La imagen del Sol, vista a través de un filtro, es una pelota naranja tachonada de negras manchas solares. La imagen en la pantalla sufre alteraciones cuando las manchas brincan a una nueva posición, posiblemente en el momento presente. El tiempo calculado del tránsito de su nave tras el Sol era de unos tres días, y ahora ese periodo casi ha terminado. Permanecen allí sentados, en ese no-tiempo en el que no se puede decir si el tiempo transcurre o se ha detenido. Quizá fuera así cuando hibernaban, tal vez ahora posean la capacidad de recuperar ese estado mental a voluntad. Es tanto tiempo que nadie sabe cuánto, ni recordar cuánto se suponía que debía tardar, o percibir cuán largo es. Freya se siente mareada, consciente apenas de que el balanceo de ese barco inmenso a merced del oleaje la afecta, a pesar de que no pueda sentirlo. Muchos tienen aspecto de sentir lo mismo. Están al borde de la náusea, la sensación que más odia de todas, peor que el dolor más agudo. El temor a la náusea.
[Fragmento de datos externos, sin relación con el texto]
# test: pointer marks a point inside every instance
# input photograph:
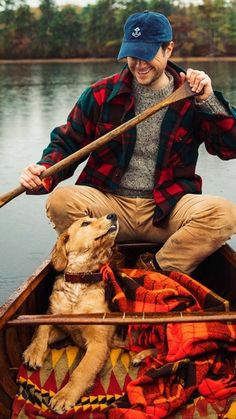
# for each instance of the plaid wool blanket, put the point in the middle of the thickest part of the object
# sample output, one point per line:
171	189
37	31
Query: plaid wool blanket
192	375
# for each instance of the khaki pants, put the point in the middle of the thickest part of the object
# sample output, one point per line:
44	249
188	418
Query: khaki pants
197	226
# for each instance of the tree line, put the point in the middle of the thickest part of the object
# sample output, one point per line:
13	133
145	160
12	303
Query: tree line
204	29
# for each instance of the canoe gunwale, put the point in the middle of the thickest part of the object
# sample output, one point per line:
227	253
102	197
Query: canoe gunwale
8	309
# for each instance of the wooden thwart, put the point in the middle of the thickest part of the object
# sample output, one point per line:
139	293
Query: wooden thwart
124	318
183	92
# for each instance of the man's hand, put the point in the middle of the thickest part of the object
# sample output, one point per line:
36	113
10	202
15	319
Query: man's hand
30	176
199	82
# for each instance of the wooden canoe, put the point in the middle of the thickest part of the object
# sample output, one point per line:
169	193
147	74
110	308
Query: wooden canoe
218	272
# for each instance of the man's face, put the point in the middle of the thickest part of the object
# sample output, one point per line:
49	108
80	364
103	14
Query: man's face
151	73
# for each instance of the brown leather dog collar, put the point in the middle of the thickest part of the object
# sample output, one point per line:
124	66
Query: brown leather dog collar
83	277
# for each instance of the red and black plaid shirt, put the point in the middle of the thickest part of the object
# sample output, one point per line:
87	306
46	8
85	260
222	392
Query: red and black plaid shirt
107	104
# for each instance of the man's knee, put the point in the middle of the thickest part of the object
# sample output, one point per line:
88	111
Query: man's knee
59	208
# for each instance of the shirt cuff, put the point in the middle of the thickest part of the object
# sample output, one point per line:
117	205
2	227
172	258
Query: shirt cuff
212	105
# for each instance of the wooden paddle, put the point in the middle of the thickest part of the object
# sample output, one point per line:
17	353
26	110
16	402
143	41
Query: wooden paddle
183	92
Como los demás, camina con dificultad en dirección al cuarto de baño, camina por pasillos para hacer que pase el tiempo, sintiendo crecer más y más ese temor que le atenaza las entrañas.

Entonces una línea de diminutas partículas blancas emerge en pantalla por el lado derecho de la masa solar, como un meteoro que se ha fragmentado, como el fulgor breve de la aurora borealis, y se sienta en el suelo. Badim se halla a su lado, abrazándola. A su alrededor se encuentran las personas que conoce desde siempre, aturdidas todas, abrazándose. Están aturdidos. Freya mira a Badim, quien niega con la cabeza.

—Han muerto.

Ella abandona ese momento, ese lugar.

Badim y Aram comparten la expresión entristecida. Otra conflagración de ratones que desaparecen envueltos en llamas por decenas de miles, como tienen por costumbre hacer. Igual que el resto de los animales. Y Jochi. Y la nave. Los engendró a millares en los últimos días, como un salmón, dice Aram. Debe aferrarse a ese pensamiento. Pobre Jochi, mi niño. Aram se seca las lágrimas una y otra vez.
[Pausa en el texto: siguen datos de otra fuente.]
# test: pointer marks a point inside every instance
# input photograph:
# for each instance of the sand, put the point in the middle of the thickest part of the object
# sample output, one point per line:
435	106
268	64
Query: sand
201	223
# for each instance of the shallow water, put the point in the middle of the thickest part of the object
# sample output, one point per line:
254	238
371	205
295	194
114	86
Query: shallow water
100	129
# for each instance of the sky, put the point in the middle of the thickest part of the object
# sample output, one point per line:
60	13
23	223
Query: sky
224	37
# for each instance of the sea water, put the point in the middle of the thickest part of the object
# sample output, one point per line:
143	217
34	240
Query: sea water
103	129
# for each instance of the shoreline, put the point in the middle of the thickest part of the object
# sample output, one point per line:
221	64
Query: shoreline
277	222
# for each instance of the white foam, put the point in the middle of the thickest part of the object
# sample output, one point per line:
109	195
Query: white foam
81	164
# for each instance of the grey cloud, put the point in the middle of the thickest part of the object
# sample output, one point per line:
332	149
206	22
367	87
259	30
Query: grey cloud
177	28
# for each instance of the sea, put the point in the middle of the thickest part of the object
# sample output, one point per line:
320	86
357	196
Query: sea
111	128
Sus cuidadores se muestran solícitos. Les dicen que el transbordador incluía un ordenador con diez zetabytes de memoria que incluyen una sólida copia de respaldo, que incluso podría incluir una copia viable de la Inteligencia Artificial de la nave.

Badim niega con la cabeza cuando les oye decir eso.

—Era un ordenador cuántico —explica, didáctico, como quien pone al corriente a un niño de una defunción—. Imposible reducirlo a sus registros.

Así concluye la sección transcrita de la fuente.